(no subject)

Date: 2004-05-20 02:16 am (UTC)
From: [identity profile] r0va.livejournal.com
meow meow! %))

(no subject)

Date: 2006-06-28 10:49 am (UTC)
From: [identity profile] rhapsodical78.livejournal.com
Wow. A blue rat. What happened to her?

(no subject)

Date: 2006-06-28 10:53 am (UTC)
From: [identity profile] vriad-lee.livejournal.com
we let her run free around the flat, and once i found her dead in the bathroom. no wounds, no blood, nothing. maybe she ate something toxic there (like washing powder), i don't know

(no subject)

Date: 2006-06-28 11:00 am (UTC)
From: [identity profile] rhapsodical78.livejournal.com
That's rather sad.

We had an enormous rabbit who used to free-range in our yard. One day he ate some lime...

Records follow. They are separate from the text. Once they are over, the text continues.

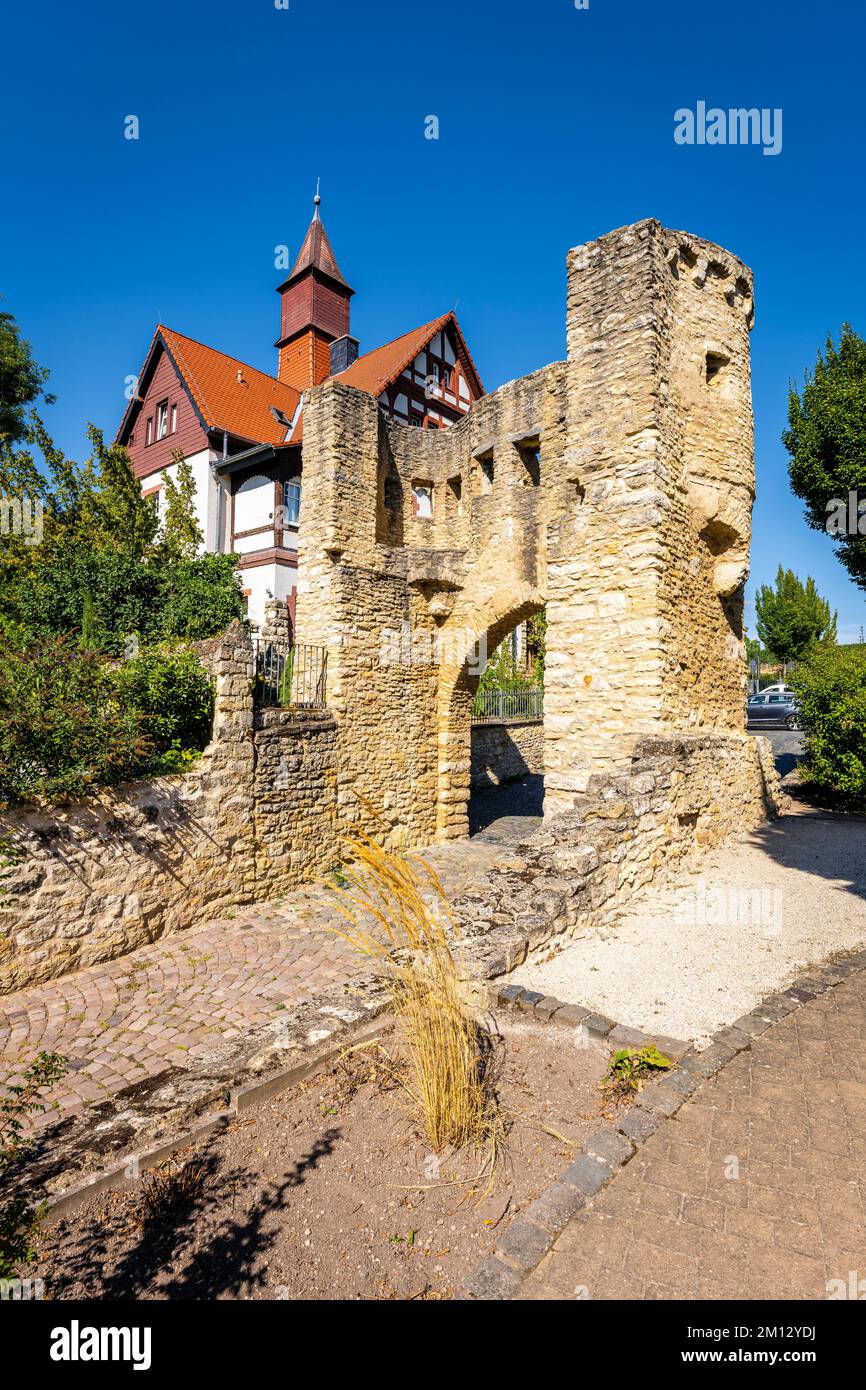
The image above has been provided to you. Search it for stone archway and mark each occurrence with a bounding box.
[436,582,545,841]
[297,221,753,847]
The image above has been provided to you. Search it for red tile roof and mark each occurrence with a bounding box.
[292,311,484,443]
[118,324,300,443]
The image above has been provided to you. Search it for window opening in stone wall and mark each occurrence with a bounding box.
[411,482,432,521]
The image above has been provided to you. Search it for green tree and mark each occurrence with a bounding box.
[755,564,835,669]
[160,449,204,562]
[0,313,54,443]
[783,324,866,588]
[791,645,866,813]
[0,416,245,656]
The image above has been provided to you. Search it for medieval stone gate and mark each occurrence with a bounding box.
[297,221,753,845]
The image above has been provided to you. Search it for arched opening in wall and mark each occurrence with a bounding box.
[438,587,545,840]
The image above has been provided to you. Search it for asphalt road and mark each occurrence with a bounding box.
[749,724,805,777]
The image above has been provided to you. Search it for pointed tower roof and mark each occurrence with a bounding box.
[279,185,354,295]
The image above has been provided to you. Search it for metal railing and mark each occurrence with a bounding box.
[256,638,328,709]
[473,685,545,724]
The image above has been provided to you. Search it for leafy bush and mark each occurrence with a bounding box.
[0,637,150,803]
[15,550,245,656]
[0,1052,67,1279]
[0,637,213,803]
[160,555,246,642]
[113,644,214,756]
[599,1043,670,1101]
[790,646,866,812]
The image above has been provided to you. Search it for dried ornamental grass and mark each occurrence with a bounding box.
[325,834,503,1170]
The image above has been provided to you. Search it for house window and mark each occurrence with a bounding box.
[411,482,432,521]
[282,482,300,525]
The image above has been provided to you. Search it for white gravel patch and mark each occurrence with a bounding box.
[509,815,866,1047]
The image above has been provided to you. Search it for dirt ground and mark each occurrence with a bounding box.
[29,1019,609,1300]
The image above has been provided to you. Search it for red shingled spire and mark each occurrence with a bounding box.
[275,189,354,391]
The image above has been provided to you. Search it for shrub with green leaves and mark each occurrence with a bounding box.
[0,637,214,805]
[113,642,214,771]
[599,1043,670,1101]
[0,637,145,805]
[790,646,866,812]
[0,1052,68,1279]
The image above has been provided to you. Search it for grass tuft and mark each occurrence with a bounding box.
[325,834,505,1176]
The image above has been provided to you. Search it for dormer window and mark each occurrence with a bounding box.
[282,482,300,525]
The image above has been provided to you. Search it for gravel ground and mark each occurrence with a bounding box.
[512,813,866,1045]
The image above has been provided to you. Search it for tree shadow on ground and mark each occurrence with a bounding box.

Why do these creatures continue to eat unknown substances? It's so darwinistically unadvantageous.

(no subject)

Date: 2006-06-28 11:10 am (UTC)
From: [identity profile] vriad-lee.livejournal.com
but they have to test new substances somehow! btw, rats pass information about toxic substances from generation to generation, so different colonis have different sets of knowledge about them.

(no subject)

Date: 2006-06-28 11:11 am (UTC)
From: [identity profile] rhapsodical78.livejournal.com
except the ones who eat lime and the like. The generation ends there.